But is that doable? Will the IPs repeat. I am just testing it, it is not a production thing.
Specifically, will any of the IP addresses repeat during the process?
Provided that the queue doesn’t idle out (takes ~10 minutes) between any two message sends, the weighted round robin algorithm will use each candidate IP in sequence
Just to be sure If I send them out in 5 seconds gap so they will cover whole IP right? No IP will repeat?
correct; if you sustain traffic, the scheduled queue will remember the round robin state and continue to use the IPs in sequence. If that scheduled queue is empty for ~10 minutes it will idle out and forget the state (this is intentional, to save RAM), and a subsequent send will start again from the first IP
I sent 3 mails simultaneously with 5 second gap but the IP came out different like 18 and 80 of same pool. I have listed them out in sequence in sources.toml.
Here is some of my sources.toml
[source.“ip-1”]
source_address = “11.0.0.1”
ehlo_domain = ‘mail1.example.com’
[source.“ip-2”]
source_address = “11.0.0.2”
ehlo_domain = ‘mail2.example.com’
[pool.“pool-1”]
[pool.“pool-1”.“ip-1”]
weight = 1
[pool.“pool-1”.“ip-2”]
weight = 1
the round robin state is per scheduled queue; per destination. It’s not a global state; if you send to different domains, each one has its own round robin state
Can I make it a global state? The domain doesn’t matter, if the mail is going out it should use round-robin algo. Is that doable?

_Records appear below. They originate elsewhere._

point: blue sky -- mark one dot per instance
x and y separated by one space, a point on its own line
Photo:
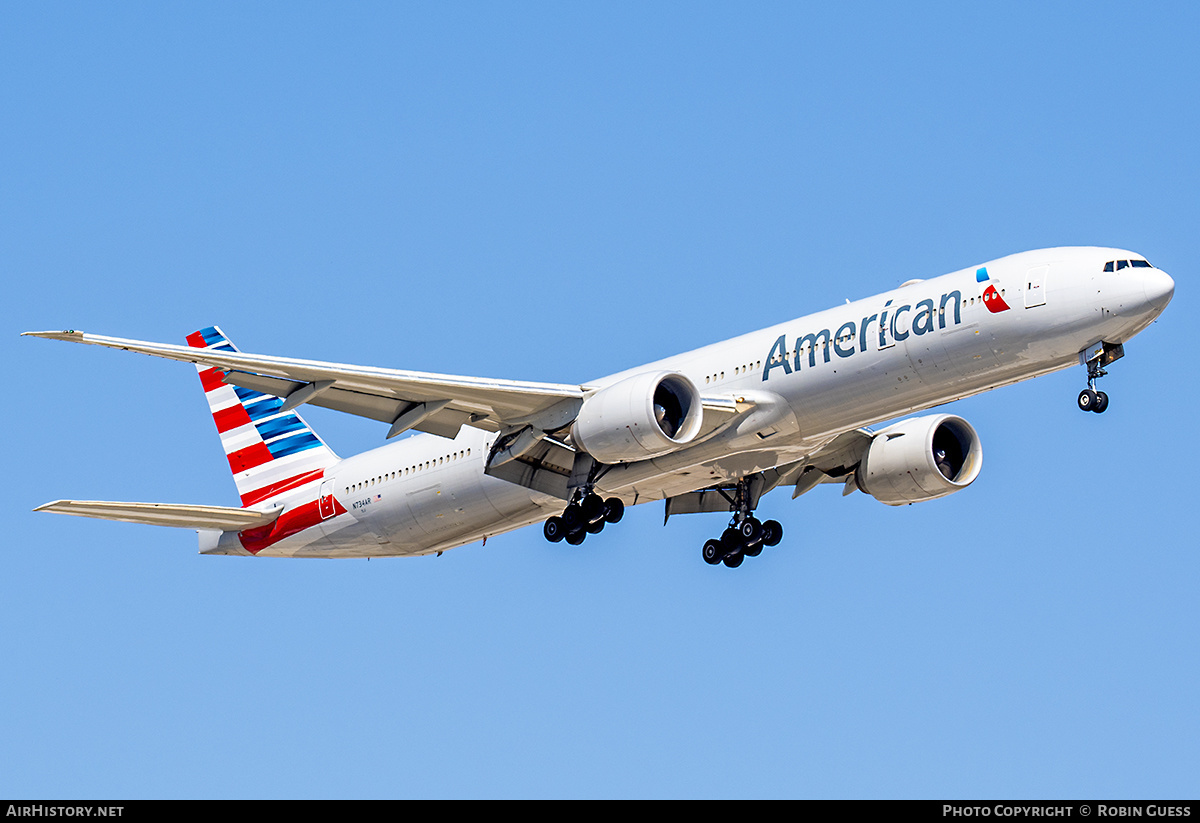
555 192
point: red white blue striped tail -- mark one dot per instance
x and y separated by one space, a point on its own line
270 451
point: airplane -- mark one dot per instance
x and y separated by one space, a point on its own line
707 431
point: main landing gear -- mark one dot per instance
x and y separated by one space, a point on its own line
1090 400
745 535
586 515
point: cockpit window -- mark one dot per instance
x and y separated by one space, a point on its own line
1117 265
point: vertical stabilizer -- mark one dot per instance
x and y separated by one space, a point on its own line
269 451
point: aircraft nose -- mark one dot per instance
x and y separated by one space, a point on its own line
1159 288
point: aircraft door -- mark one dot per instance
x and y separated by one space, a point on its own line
325 499
1035 287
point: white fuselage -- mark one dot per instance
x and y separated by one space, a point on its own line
925 343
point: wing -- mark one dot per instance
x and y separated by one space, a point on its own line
166 514
436 403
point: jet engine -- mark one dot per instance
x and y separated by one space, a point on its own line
641 416
922 458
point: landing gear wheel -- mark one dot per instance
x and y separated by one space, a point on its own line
553 529
592 508
613 510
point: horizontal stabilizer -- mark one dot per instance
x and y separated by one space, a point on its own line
175 515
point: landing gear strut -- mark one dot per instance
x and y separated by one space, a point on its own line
745 535
1090 400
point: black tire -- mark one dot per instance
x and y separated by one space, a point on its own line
592 509
553 529
613 510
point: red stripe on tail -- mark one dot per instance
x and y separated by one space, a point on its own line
291 522
267 492
250 457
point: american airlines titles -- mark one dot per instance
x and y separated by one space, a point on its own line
891 325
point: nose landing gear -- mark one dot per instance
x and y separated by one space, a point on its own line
1096 359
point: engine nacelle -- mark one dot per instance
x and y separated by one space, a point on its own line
641 416
922 458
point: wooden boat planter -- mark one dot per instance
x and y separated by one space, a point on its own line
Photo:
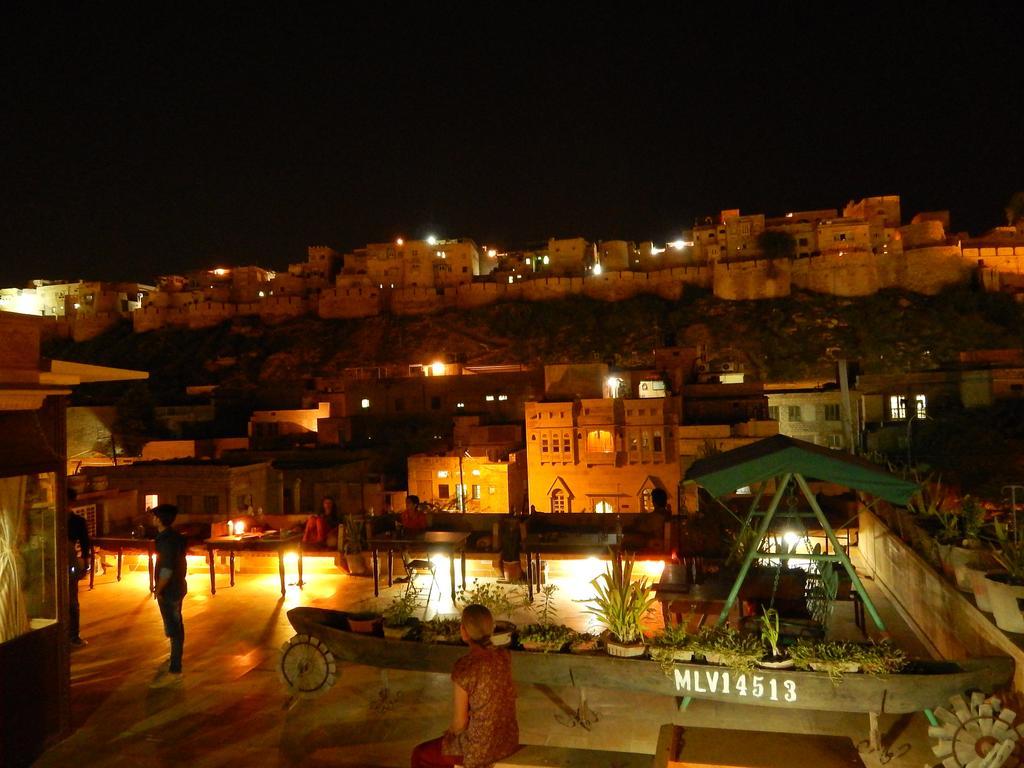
308 668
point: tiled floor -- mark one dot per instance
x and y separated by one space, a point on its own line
231 710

I want to note that this sort of mechanism is implemented probabalistically: with sufficient volume the distribution will be even. It is a non-goal to make a global state with guaranteed sequential distribution; that would impose a performance cost that is too high, and one that would be “impossible” to achieve across a cluster of sending MTAs.
This is my queues.toml
scheduling_header = “X-Schedule”
tenant_header = “X-Tenant”
remove_tenant_header = true
campaign_header = “X-Campaign”
remove_campaign_header = true
[queue.default]
max_age = ‘24 hours’
egress_pool = “rotation”
So how can I configure it as close as possible for global round robin state?
you might consider building some logic in lua that uses information that you maintain and store in a remote data source that micro manages the queues.
As Mike mentioned above, what you’re talking about doing is not good from a deliverability standpoint and it is not something that we would recommend, which is one of the reasons why there isn’t an easy way to do it.
Okay just for the knowledge what problems may occur if such “Single Pool” setup is used in production?
You can get blacklisted for showshoeing pretty quickly
TBH that’s what it sounds like to me, just sayin’
So lets say I divide my IP sources into different pools in sources.toml. But how my queues.toml will be? How will I define the pool to be used here? How can I define multiple pools in [queue.default]?
What is your goal in sending across so many IPs? What are your users?
How do you logically divide up your messages?
And what is your daily sending volume?